Het Openbaar Ministerie handelt ruim 18% meer zaken af dan in 2000. Het percentage Amsterdammers dat zegt vaak overlast van groepen jongeren te ervaren, is gedaald van 23% in 2003 naar 18% in 2004. De meest onveilige gebieden van de Veiligheidsindex hebben de drugsproblematiek gemeenschappelijk. De drugsscenes, zoals beschreven in het rapport Strategische drugsanalyse: Vier Amsterdamse scenes, bevinden zich in die gebieden. Het college van B&W heeft dit rapport, dat door het COT is gemaakt, gisteren (dinsdag 15 maart) besproken.

Aanpak krachtig voortzetten
De aanpak uit het Veiligheidspan leidt tot goede resultaten. Daarom wordt deze aanpak door het college en de driehoek met kracht voortgezet. Dat betekent concreet: jaarlijks komen 200 veelplegers in een Inrichting voor Stelselmatige Daders, waardoor zij maximaal twee jaar van hun vrijheid zijn beroofd. Een periode waarin de inzet is hen zo goed mogelijk op een beter spoor te brengen. Ook wordt er voor gezorgd dat 1500 harde kernjongeren in jeugdinrichtingen of een ander passend traject worden geplaatst. Om dat te realiseren zijn in de hele stad door het Arrondissementsparket zogenoemde ketenunits opgezet, waar veelplegers en harde kernjongeren op maat worden afgehandeld.

Het moet nog beter
Het behalen van goede resultaten wil niet zeggen dat er geen veiligheidsproblemen meer bestaan. Het onveiligheidniveau in de stad is over de gehele linie nog te hoog. Overlastincidenten zorgen voor onrust onder de Amsterdamse bewoners. Daarom is de aanpak van overlast aangescherpt en vindt stedelijke coördinatie plaats.
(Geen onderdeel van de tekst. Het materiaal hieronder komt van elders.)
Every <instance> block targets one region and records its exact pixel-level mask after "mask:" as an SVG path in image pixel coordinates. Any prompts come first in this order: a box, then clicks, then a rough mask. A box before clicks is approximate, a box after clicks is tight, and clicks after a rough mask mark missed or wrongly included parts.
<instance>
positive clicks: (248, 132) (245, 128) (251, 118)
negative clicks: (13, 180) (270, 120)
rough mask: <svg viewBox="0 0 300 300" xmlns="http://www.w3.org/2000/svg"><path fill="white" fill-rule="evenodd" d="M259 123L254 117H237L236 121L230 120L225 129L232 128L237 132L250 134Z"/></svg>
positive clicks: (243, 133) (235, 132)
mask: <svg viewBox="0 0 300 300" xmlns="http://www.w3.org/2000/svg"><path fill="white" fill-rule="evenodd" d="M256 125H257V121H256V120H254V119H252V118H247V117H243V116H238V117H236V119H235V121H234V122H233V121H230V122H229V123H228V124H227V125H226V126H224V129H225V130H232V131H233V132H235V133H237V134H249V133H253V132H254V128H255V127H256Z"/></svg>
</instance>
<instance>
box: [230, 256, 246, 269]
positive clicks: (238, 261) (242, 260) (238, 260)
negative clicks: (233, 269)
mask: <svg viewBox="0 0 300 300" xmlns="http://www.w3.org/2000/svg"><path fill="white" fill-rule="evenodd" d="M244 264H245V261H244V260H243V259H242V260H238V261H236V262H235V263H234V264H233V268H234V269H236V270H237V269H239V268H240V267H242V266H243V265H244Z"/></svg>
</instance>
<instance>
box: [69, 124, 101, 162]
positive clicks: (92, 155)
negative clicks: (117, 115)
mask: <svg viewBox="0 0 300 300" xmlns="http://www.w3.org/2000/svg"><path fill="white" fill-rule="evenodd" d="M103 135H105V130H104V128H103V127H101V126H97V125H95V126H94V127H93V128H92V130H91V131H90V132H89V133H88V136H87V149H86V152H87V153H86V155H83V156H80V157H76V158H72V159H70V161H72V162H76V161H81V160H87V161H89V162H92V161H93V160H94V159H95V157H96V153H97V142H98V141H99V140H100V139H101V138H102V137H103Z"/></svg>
Verder blijkt uit de Veiligheidsindex dat een aantal buurten slechter dan het stedelijk gemiddelde scoort. Het gaat om de buurten Burgwallen-oude zijde, Burgwallen-nieuwe zijde en Nieuwmarkt/Lastage in het stadsdeel Amsterdam-Centrum, om de Dapperbuurt in het stadsdeel Oost/Watergraafsmeer en om de buurten Bijlmer-Centrum, Bijlmer-Oost in het stadsdeel Zuidoost.

Met de betrokken stadsdelen zijn afspraken gemaakt over maatregelen om de veiligheidssituatie hier per 2006 zichtbaar te verbeteren.

Een belangrijke opgave voor de komende periode is ook het vergroten van de aangiftebereidheid onder de Amsterdamse bevolking, die op dit moment lager is dan het landelijke gemiddelde. De aangifte- en meldingsbereidheid van de Amsterdammer moet omhoog naar het niveau van het landelijke gemiddelde.